La création immanentiste correspond à la destruction (antagonisme entre le réel et le néant). Dans cette conception dévoyée et misérable, la figure aberrante de l'académiste créateur permet de faire passer la destruction pour de la création. Nous nous mouvons dans un monde dément où la décroissance passe pour l'avenir de la croissance et pour la nécessaire mutation politique vers le format écologique. Dans ce monde de pur rapport de forces et de domination, l'impérialisme est omniprésent. L'impérialisme de la pensée est cet académisme creux, élitiste, inégalitariste, à l'image d'un Gorgias durant la crise sophiste et à l'image des postmodernes de nos jours qui, tous sans exception, sont des progressistes pervers, adhérant à l'inégalitarisme, l'élitisme et l'impérialisme, en particulier dans ce qu'ils prennent pour leur entreprise de création.
Cette excellence académique est une excellence de médiocre. Non seulement la pensée est à l'origine de la création mais l'incapacité de l'académiste immanentiste à intégrer la création en termes dynamiques le condamne à passer à côté de l'essentiel en dressant un éloge irrationnel et désaxé du superficiel : le brillant, le clinquant, l'artifice. Qu'est-ce qu'un académiste? Son pire châtiment est d'être le raté de l'excellence.
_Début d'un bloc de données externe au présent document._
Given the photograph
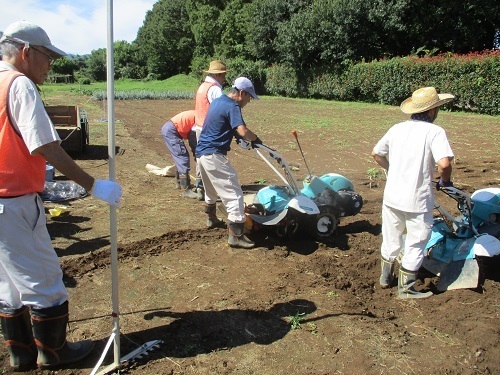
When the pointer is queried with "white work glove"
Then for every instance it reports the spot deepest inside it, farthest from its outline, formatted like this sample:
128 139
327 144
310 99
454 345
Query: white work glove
108 191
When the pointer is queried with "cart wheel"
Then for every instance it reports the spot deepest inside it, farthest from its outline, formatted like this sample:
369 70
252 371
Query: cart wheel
324 224
288 230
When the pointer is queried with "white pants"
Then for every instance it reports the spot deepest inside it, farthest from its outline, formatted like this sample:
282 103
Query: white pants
220 178
30 273
418 227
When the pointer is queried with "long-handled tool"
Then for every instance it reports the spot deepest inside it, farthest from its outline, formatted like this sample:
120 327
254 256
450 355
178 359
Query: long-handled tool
294 132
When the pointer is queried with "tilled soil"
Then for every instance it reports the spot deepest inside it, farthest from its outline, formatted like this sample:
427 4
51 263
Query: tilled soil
285 307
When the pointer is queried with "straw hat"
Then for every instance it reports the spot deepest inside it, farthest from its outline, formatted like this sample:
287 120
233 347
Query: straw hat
216 66
424 99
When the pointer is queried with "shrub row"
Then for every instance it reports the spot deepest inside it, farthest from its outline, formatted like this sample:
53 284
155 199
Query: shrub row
474 79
Pour le cerner d'une fable, je ne résiste pas au plaisir de citer l'anecdote du virtuose du lancer de pois récompensé comme de juste par Alexandre : "Tel ce personnage que Quintilien et Montaigne nous livrent comme exemple de parfaite ineptie, qui réussissait à enfiler de loin les pois chiches sur une aiguille et dont Alexandre le Grand récompensa, dit-on, la virtuosité par le cadeau d'un boisseau de pois chiches - cadeau dont l'ironie évidente, relevée par tous les commentateurs, ne doit point voiler le caractère profondément pertinent et approprié : car ces pois offerts par le roi, qui pourront du moins servir de matériaux aux futurs exercices d'entrainement du champion constituent le seul don qui soit réellement profitable à un homme qui voit, dans l'adresse au lancer de pois, la principale utilité de la vie. Les variantes de cet égarement sont innombrables et semblent toujours traduire un désir inconscient de compenser le défaut de réussite même modeste, dans un domaine reconnu comme intéressant, par une action d'éclat singulière et d'autant plus irrécusable que, n'intéressant personne, elle ne risque guère d'être contestée par quiconque."
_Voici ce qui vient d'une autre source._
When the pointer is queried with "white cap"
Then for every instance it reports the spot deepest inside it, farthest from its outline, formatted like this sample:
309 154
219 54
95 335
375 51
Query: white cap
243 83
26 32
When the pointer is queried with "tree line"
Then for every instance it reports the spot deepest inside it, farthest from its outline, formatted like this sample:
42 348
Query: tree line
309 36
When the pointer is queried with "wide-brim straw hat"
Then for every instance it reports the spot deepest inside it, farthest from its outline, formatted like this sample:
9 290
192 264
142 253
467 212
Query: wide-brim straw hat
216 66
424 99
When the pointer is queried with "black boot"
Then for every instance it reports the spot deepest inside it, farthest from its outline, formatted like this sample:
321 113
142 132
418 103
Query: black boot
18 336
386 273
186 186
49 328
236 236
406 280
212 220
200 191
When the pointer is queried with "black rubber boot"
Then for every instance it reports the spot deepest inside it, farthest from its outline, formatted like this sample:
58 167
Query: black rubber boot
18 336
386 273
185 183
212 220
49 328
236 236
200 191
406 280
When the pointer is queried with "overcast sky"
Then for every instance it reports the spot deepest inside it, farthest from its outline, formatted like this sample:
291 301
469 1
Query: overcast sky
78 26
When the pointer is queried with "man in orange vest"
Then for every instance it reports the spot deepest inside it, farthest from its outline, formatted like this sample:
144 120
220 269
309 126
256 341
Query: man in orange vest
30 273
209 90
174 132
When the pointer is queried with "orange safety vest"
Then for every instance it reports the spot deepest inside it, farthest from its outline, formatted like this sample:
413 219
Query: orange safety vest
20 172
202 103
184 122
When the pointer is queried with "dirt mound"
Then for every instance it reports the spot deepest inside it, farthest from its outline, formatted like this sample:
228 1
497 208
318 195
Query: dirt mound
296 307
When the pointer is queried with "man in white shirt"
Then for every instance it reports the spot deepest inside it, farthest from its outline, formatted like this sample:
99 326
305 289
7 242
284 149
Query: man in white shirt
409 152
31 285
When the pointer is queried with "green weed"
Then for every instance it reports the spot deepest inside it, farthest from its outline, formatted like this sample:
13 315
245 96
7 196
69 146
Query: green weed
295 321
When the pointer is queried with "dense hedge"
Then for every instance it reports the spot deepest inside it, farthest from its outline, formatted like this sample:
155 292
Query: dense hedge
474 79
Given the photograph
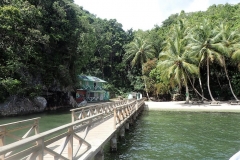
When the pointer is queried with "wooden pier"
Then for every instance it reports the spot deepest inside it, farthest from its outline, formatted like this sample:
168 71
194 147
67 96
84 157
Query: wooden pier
84 138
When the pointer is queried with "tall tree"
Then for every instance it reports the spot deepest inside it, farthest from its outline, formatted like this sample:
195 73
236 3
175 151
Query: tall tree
175 62
230 46
204 44
138 52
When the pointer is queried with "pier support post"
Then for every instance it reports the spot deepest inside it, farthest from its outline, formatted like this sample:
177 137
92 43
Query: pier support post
127 126
131 120
99 155
122 132
114 143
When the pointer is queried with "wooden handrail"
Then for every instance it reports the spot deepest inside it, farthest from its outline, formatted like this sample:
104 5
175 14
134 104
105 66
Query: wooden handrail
106 108
123 112
83 118
37 147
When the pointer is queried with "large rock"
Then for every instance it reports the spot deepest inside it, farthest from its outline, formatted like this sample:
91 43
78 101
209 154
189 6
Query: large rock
20 105
41 102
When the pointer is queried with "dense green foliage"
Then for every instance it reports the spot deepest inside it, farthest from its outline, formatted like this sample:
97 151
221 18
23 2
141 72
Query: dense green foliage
45 44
Citation tirée des Principes de sagesse et de folie de Clément Rosset. L'ironie est que Rosset se moque du virtuose de lancer de pois sans se rendre compte que l'ironie s'adresse en premier lieu à son endroit, soit aux sophistes nihilistes qui croient créer dans la mesure où ils répètent un savoir donné et gelé (même impressionnant et virtuose). Rosset est ce virtuose du savoir qui crée de manière nihiliste, soit qui détruit et qui répète.
La morale de cette morale : Il est tout à fait conséquent de récompenser l'excellence par l'excellence. La médiocrité par l'excellence? Alexandre a cerné le virtuose médiocre. Il l'a récompensé comme de juste : de la plus prodigue des manières. De la plus stupide aussi. Tel est le profil psychologique et intellectuel de l'académiste créateur : un Bouvard, un Pécuchet, un Deleuze, un Gorgias.